Hi, my name is Fernando, I’m from Brazil.
I’m a software engineer, 55 years old, and I have always developed marketing and sales software. This year I decided to specialize in generative AI and ComfyUI workflows for professional productions. While studying GGUF base-model quantization this week, I arrived at some observations:
- When using GGUF models, it becomes extremely important to rely on complete and well-structured LoRAs to help the quantized base model recover fine details lost during quantization, especially character identity and important objects in the scene.
- Even with strong LoRAs, GGUF models still do not deliver the quality required for professional productions.
Because of this, I started asking myself:
“What is the best solution for studios or artists working on personal computers with only 6–8 GB of VRAM?”
Here in Brazil, hardware is very expensive.
A GPU with 32 GB of VRAM costs around R$ 26.600,00 (~17.6 minimum wages), which is expensive even for businesses.
This led me to a suggestion about this:
Idea: Instead of removing fine detail through quantization, why not train base models using segmentation-focused datasets?
Models like SDXL, Flux, and Qwen already ship specialized variants such as:
- sd_xl_base_outdoor_1.0.safetensors
- flux1-dev-fp16_outdoor.safetensors
These versions target outdoor scenes and backgrounds, and they work well with LoRAs for specific content.
A natural next step would be to expand this specialization by training segment-focused base models, for example:
- sd_xl_base_clothes_1.0.safetensors
- flux1-dev-fp16_sports.safetensors
- sd_xl_base_face_1.0.safetensors
- flux1-dev-fp16_indoor.safetensors
- sd_xl_base_women_1.0.safetensors
- flux1-dev-fp16_men.safetensors
- etc.
Each model would be trained with segmentation-aware datasets targeted to a specific type of subject or scene region.
Advantages ( Especially for Character Consistency )
Segmentation-specialized base models could significantly improve:
1. Character Consistency Across Many Frames
- Identity preservation becomes more reliable.
- Style and clothing remain consistent over sequential generations.
- Body structure and proportions remain stable in animations or multi-frame workflows.
- Perfect for storytelling, marketing, comics, and cinematic productions.
2. Better Detail Recovery on Low-VRAM Hardware
- Instead of quantization sacrificing fidelity, segmentation keeps the model lightweight and targeted.
- Professional-quality output becomes possible on 6-8 GB GPUs.
3. Stable Multi-Step Workflows
An image or video could be generated in structured steps:
- Face
- Clothing
- Pose
- Background
- Final composition
Each step would be handled by the most relevant base model, increasing stability and reducing VRAM usage.
4. Improved Compatibility With Professional LoRAs
Because each model handles only its relevant region, LoRAs become:
- more predictable
- less destructive
- consistent across frames and scenes
Future Market Potential ( Base Models as Sellable Products )
In the future, base models themselves may become commercial products.

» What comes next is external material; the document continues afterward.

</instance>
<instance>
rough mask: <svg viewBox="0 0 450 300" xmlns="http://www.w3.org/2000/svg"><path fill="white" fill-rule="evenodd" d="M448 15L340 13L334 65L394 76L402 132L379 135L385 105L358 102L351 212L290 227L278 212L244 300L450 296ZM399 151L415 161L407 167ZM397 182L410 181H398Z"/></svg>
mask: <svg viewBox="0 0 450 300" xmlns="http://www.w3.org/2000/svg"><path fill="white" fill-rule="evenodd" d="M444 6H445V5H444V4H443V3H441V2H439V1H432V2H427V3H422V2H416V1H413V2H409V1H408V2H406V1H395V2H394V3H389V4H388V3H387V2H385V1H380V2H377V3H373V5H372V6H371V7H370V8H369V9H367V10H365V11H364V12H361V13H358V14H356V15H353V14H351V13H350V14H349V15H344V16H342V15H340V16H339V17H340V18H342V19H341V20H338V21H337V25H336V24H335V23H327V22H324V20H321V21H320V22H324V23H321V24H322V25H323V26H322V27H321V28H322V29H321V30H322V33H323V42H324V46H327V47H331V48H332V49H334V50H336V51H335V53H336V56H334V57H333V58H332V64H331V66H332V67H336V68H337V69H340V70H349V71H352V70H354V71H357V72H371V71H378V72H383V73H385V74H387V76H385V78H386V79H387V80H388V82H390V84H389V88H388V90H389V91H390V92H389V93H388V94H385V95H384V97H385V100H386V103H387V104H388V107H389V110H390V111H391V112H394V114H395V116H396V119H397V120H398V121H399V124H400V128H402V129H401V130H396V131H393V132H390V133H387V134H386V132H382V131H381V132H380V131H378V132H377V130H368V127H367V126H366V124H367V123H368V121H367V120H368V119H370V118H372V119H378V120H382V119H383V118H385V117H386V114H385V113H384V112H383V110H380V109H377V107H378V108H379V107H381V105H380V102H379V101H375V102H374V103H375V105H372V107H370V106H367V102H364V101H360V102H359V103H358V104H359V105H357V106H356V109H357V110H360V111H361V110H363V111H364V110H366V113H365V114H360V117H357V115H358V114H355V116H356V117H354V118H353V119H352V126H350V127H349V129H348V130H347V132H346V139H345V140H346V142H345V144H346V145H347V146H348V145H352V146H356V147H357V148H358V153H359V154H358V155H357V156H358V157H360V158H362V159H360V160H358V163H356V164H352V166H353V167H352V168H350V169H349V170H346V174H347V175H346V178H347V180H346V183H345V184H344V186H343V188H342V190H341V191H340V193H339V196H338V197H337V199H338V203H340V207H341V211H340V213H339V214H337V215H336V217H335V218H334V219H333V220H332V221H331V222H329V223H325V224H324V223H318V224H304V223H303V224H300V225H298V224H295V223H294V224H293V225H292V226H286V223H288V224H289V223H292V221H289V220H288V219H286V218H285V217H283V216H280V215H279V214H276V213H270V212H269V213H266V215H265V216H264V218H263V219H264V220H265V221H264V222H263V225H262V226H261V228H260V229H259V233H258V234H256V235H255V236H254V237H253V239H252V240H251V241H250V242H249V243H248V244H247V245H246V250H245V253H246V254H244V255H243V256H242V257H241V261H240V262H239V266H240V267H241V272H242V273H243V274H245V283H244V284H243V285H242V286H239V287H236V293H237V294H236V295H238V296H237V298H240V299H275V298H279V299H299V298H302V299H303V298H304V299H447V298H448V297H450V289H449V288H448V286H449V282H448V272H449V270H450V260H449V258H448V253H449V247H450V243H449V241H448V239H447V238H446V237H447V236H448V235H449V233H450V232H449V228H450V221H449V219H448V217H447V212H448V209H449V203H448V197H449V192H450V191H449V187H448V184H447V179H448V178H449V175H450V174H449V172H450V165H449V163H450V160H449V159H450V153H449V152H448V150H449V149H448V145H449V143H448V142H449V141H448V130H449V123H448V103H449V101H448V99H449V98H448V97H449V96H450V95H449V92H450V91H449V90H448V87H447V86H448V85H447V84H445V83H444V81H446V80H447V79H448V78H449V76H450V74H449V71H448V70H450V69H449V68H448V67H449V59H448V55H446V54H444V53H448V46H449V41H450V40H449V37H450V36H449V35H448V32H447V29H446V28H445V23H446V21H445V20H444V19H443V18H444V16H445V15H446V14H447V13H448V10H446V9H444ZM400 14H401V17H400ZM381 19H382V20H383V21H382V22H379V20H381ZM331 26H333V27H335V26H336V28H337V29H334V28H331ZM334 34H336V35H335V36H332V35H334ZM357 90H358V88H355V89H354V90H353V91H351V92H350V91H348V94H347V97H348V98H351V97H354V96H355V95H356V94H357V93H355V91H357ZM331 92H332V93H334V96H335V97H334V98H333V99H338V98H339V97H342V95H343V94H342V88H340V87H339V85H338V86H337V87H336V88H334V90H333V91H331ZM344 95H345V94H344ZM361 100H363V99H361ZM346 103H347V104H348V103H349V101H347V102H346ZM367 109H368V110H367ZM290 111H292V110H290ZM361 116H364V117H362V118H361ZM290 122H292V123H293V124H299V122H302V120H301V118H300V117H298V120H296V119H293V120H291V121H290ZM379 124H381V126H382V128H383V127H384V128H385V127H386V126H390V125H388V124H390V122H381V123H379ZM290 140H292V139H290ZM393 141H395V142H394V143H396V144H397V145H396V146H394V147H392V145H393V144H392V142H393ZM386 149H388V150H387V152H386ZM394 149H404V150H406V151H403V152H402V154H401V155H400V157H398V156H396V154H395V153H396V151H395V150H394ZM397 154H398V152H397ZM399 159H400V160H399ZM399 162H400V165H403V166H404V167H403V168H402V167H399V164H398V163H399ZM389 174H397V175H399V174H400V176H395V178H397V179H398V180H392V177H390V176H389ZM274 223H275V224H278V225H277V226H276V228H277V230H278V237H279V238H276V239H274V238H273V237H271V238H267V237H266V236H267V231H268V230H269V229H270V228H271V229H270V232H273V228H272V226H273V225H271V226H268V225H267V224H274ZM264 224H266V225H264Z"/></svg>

Companies, especially from tourism and real estate, could pay for custom segmentation-based base models trained on:
- their products
- architectural layouts
- facilities
- hotel rooms
- resorts
- beaches
- ecological tourism sites
- real estate developments
- vehicles
- retail products
- and many more environments
This would allow studios, creators, and the general public to generate scenes featuring characters inside real locations as a form of immersive promotion.
Such models would:
- help cities, hotels, and resorts promote tourism
- allow real estate companies to showcase properties with virtual actors
- let automotive companies embed realistic characters around their vehicles
- make product placement easier and more dynamic
And even more importantly:
In the future, many influencers, actors, and communicators generated by AI will become as popular as real people.
This also creates an opportunity for real influencers to use AI avatars to present products or locations they wouldn’t normally have access to—dramatically expanding brand reach and narrative possibilities.
Segmentation-aware base models are perfectly aligned with this future ecosystem.
Conclusion
Training base models using segmentation-focused datasets, rather than relying heavily on quantization, could enable high-quality professional workflows on low-VRAM hardware. This would democratize content creation, especially in countries where hardware is expensive, and unlock a new market where base models themselves become valuable commercial products.